The discrete wavelet transform decomposes a signal into a low-frequency approximation and multiple high-frequency detail components. In the context of change detection, low-frequency components capture smooth, slowly varying regions, which correspond to the interiors of homogeneous changed or unchanged areas. High-frequency components capture sharp transitions, which correspond to boundaries between changed and unchanged regions and also to intra-temporal texture variations that can cause false alarms. By separating these into different processing branches with different convolutional kernel sizes, large kernels for the low-frequency branch and small kernels for the high-frequency branch, the module can apply appropriately sized receptive fields to each type of spatial structure. The Haar wavelet is used for its simplicity and invertibility, which allows the processed subbands to be reconstructed back to the original resolution via inverse DWT.

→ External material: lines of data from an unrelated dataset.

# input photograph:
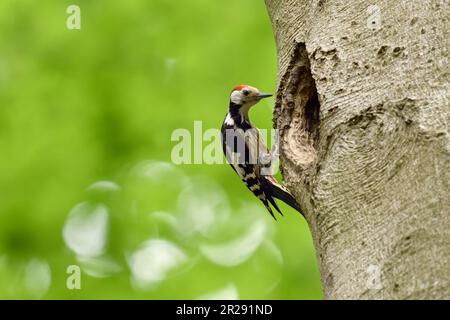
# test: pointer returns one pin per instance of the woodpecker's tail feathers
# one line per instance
(274, 204)
(276, 191)
(266, 204)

The bidirectional dynamic fusion module generates convolution kernels on the fly from each branch and uses them to filter the other branch, rather than simply concatenating both branches. For global-to-local guidance, the global feature map is compressed by global average pooling and global max pooling, the results are concatenated and passed through a small network to produce kernels at two scales. These kernels are then applied to filter the local feature map, so the filtering operation applied to local features changes based on what the global signal says about that region. The same process runs in the other direction, with local features generating kernels to filter global features. The two enhanced outputs are then merged through sigmoid gating before becoming the input to the next encoder block. This design allows the two branches to mutually adjust each other’s outputs rather than independently contributing to a combined feature.
At 0.2 percent training labels, which can mean fewer than 150 labeled pixels per scene, the advantage of MVR-GLF over competing methods widens rather than shrinks. The multiview representation module provides explicit inductive bias about what temporal change looks like by constructing three complementary views of spectral difference before any learned features are involved. This means the network receives structured information about change at the input stage rather than having to discover the concept of change entirely from labeled examples. The global Mamba-based module then models spatial context across the whole image, which helps resolve ambiguous boundary pixels by considering their relationship to the surrounding scene rather than relying on local labeled examples near those pixels. The combination of prior knowledge embedded in the input design and global spatial reasoning reduces the labeled data requirement compared to methods that learn from raw spectral inputs with only local context.
Chen, D., Liang, X., Wang, L., Guo, Q., and Zhang, J. (2026). Multiview representation-guided global-local fusion for hyperspectral image change detection. Expert Systems With Applications, 331, 133275. https://doi.org/10.1016/j.eswa.2026.133275
This analysis is based on the published paper and an independent evaluation of its claims.